Fifteen independent 1-nsec MD simulations of fully solvated Ca ²⁺ saturated calmodulin (CaM) mutant D129N were performed from different initial conditions to provide a sufficient statistical basis to gauge the significance of observed dynamical properties. In all MD simulations the four Ca²⁺ ions remained in their binding sites, and retained a single water ligand as observed in the crystal structure.

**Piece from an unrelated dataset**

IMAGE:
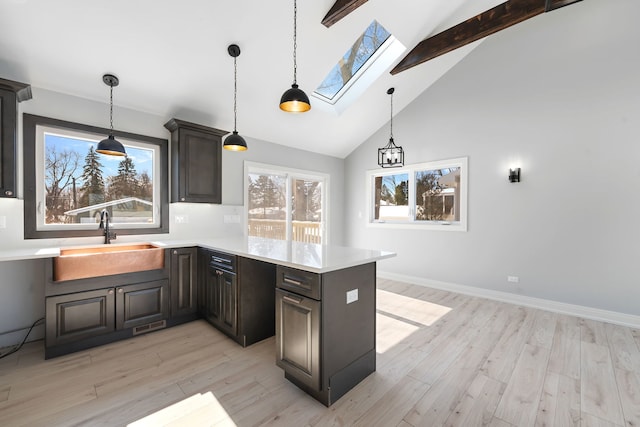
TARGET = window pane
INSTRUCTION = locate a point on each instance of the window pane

The coordination of Ca²⁺ ions in EF-hands I, II, and III was sevenfold. In EF-hand IV, which was perturbed by the mutation of a highly conserved Asp129, an anomalous eightfold Ca²⁺ coordination was observed. The Ca²⁺ binding loop in EF-hand II was observed to dynamically sample conformations related to the Ca²⁺-free form. Repeated MD simulations implicate two well-defined conformations of Ca²⁺ binding loop II, whereas similar effect was not observed for loops I, III, and IV. In 8 out of 15 MD simulations Ca²⁺ binding loop II adopted an alternative conformation in which the Thr62 〉C = O group was displaced from the Ca²⁺ coordination by a water molecule, resulting in the Ca²⁺ ion ligated by two water molecules. The alternative conformation of the Ca²⁺ binding loop II appears related to the "closed" state involved in conformational exchange previously detected by NMR in the N-terminal domain fragment of CaM and the C-terminal domain fragment of the mutant E140Q. MD simulations suggest that conformations involved in microsecond exchange exist partially preformed on the nanosecond time scale.